A report in the New York Post yesterday, citing an unnamed source, said Mr. Bloomberg is instructing city agencies to list potential budget cuts and that a public announcement is expected this week.

On Friday, Mr. Page reported to the state's Financial Control Board that tax revenues for the current fiscal year and future ones are less than had been anticipated in June. Tax revenues are down $238 million for the current fiscal year and predicted to be down $577 million in fiscal year 2009 and down $638 million in fiscal year 2010.

A former chief economist in the city comptroller's office until 2006, John Tepper Marlin, said that if he were at City Hall, he would act quickly to address the lower tax revenue projections by holding a press conference today to announce an official hiring freeze.

"There is absolutely no point in waiting.
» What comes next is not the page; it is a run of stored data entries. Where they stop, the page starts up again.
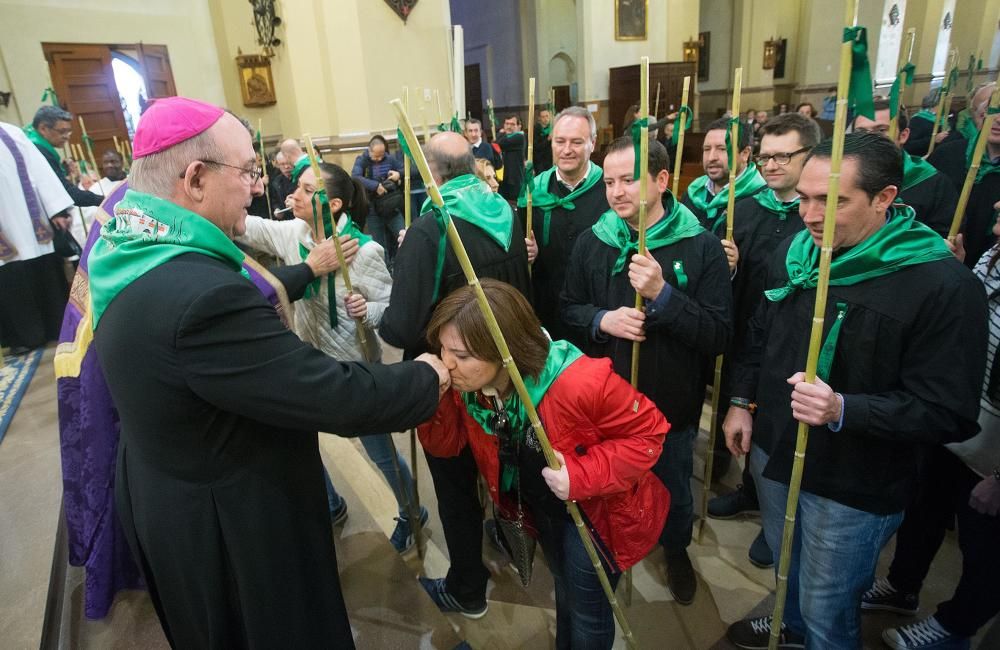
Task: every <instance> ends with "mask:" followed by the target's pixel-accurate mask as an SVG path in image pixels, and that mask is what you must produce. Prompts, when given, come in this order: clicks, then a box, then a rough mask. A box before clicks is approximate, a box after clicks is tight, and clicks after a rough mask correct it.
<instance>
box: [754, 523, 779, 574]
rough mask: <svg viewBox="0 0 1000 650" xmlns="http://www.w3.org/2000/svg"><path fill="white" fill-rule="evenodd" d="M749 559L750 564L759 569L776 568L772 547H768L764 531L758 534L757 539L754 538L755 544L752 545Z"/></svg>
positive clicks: (769, 568) (766, 538)
mask: <svg viewBox="0 0 1000 650" xmlns="http://www.w3.org/2000/svg"><path fill="white" fill-rule="evenodd" d="M747 558H749V560H750V564H752V565H754V566H755V567H757V568H758V569H770V568H771V567H773V566H774V553H773V552H771V547H770V546H768V545H767V538H766V537H764V531H763V530H761V531H760V532H759V533H757V537H755V538H754V540H753V544H751V545H750V551H749V552H748V553H747Z"/></svg>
You want to act immediately," he said. Mr. Marlin said he agreed with Mr. Page's projections and added that if anything, "it could be worse." Unlike past mayors, Mr. Bloomberg is not afraid to deliver bad news, he said.

A spokesman for the mayor, Stuart Loeser, wrote in an e-mail message that when Mr. Bloomberg has a budget announcement to make, he will make it.

"We don't announce that we're announcing them and then announce them at a later date," he said.